Winger fait partie des seconds couteaux du hard rock... un groupe des plus sympathiques qui n'a pas la prétention de révolutionner le genre mais qui, techniquement au moins, en impose pas mal. Pensez donc, Reb Beach est complètement à son aise « chez lui », il se lâche ici davantage que dans la dernière mouture de Whitesnake où il doit davantage partager l'affiche avec Doug Aldrich. Et vas y que je t'en mets plein la vue pour les solos et les riffs... un guitariste de l'ancienne génération de hard rockers donc, comme on n'en fait plus maintenant.

Quant à Rod Morgenstein, on ne présente plus ce monstrueux batteur, sûrement un des plus grands... il a joué avec les Dixie Dregs de Steve Morse, avec Jordan Rudess (Rudess Morgenstein Project), avec Jelly Jam et Platypus. Pour dire vrai, une bonne partie de l'intérêt de ce live est due à sa prestation phénoménale... et je pèse mes mots ! Ce gars là est capable de transcender n'importe quelle compo banale de hard rock, de la porter à un niveau supérieur et de lui insuffler énormément de rythme (oui, rien à voir avec les poum-tchac poum-tchac habituels), une dynamique dont lui seul a le secret. Il a beau caser des contre-temps et des descentes de toms de malade, il ne donne jamais l'impression de trop en faire car... (et c'est bien là toute sa qualité)... il ne cogne pas comme un sourd (ce n'est pas un métalleux). Et oui, il n'est pas le batteur mythique des Dregs pour rien. Ni trop bourrin, ni trop jazzy, l'équilibre est parfait. Bien entendu, il sait aussi se faire oublier quand les morceaux le nécessitent.

Du hard rock et du meilleur ("Down Incognito", "Generica", "Madalaine"), un best of idéal de Winger, agrémenté de quelques performances individuelles : le solo de Reb Beach, « à la Satriani » n'a pas un grand intérêt tandis que celui de Rod Morgenstein envoie du pâté, sans être trop long. Ceux qui connaissent bien son jeu retrouveront quelques plans qu'il avait déjà délivré sur le premier Jelly Jam.

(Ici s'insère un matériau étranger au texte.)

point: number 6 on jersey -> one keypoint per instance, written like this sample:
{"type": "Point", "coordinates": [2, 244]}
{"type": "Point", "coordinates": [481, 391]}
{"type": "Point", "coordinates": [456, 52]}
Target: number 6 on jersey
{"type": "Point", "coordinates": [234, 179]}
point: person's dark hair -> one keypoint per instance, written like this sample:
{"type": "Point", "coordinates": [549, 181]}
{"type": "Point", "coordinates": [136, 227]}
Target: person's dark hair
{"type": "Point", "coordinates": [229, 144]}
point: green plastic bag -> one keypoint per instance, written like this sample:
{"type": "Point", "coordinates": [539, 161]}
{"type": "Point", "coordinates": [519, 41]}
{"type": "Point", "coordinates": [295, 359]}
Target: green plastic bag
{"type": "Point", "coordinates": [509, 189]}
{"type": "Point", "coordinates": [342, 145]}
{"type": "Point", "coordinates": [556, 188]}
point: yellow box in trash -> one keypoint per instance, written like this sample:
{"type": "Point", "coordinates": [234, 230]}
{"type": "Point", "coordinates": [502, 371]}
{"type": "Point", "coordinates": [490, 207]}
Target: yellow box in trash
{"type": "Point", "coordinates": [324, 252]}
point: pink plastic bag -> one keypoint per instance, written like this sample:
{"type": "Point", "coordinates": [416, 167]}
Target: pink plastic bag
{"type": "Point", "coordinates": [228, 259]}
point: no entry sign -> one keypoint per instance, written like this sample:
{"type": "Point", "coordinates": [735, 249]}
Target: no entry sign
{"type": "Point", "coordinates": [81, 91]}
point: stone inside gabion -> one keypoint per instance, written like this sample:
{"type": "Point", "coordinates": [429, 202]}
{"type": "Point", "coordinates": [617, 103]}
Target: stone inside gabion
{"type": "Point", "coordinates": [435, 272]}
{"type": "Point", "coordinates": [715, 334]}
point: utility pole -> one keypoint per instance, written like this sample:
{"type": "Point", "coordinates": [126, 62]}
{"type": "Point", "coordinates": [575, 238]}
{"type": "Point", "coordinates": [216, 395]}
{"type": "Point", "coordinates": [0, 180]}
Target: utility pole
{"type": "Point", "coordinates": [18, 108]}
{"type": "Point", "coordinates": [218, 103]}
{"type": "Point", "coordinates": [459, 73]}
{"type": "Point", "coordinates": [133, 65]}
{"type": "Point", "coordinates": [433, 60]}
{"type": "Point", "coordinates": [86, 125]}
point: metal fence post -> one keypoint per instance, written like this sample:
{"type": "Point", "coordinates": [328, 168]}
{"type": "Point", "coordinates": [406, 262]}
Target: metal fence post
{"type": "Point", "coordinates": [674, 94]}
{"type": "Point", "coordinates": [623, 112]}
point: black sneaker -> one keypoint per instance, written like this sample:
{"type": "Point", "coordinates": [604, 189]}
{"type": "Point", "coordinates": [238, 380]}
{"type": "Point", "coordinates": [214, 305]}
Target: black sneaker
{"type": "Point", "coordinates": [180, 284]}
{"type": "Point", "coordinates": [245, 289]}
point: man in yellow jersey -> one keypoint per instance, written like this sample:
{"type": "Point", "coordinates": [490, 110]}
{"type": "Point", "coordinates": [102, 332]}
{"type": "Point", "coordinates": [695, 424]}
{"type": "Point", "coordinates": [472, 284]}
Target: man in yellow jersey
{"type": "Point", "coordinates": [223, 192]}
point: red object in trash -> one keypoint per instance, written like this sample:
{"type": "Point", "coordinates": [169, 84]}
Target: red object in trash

Parmi les meilleurs moments, il ne faut pas oublier la magnifique ballade "Who's the One" aux accents sudistes, ainsi que deux titres sur lesquels les claviers sont en bonne position : "Headed for a Heartbreak" et surtout "Rainbow in the Rose", toujours aussi poignant (il n'y a qu'à entendre les réactions de la foule), rappelant un peu Toto. Et en titre bonus figure une version acoustique de la belle ballade "Blue Suede Shoes".


Reformé tout récemment avec IV sorti en 2006 qui est, comme son nom l'indique, le quatrième album de Winger, ce live permet de rappeler que Winger n'est pas seulement l'union de musiciens prestigieux, mais aussi (et surtout) un groupe capable de composer de bonnes chansons.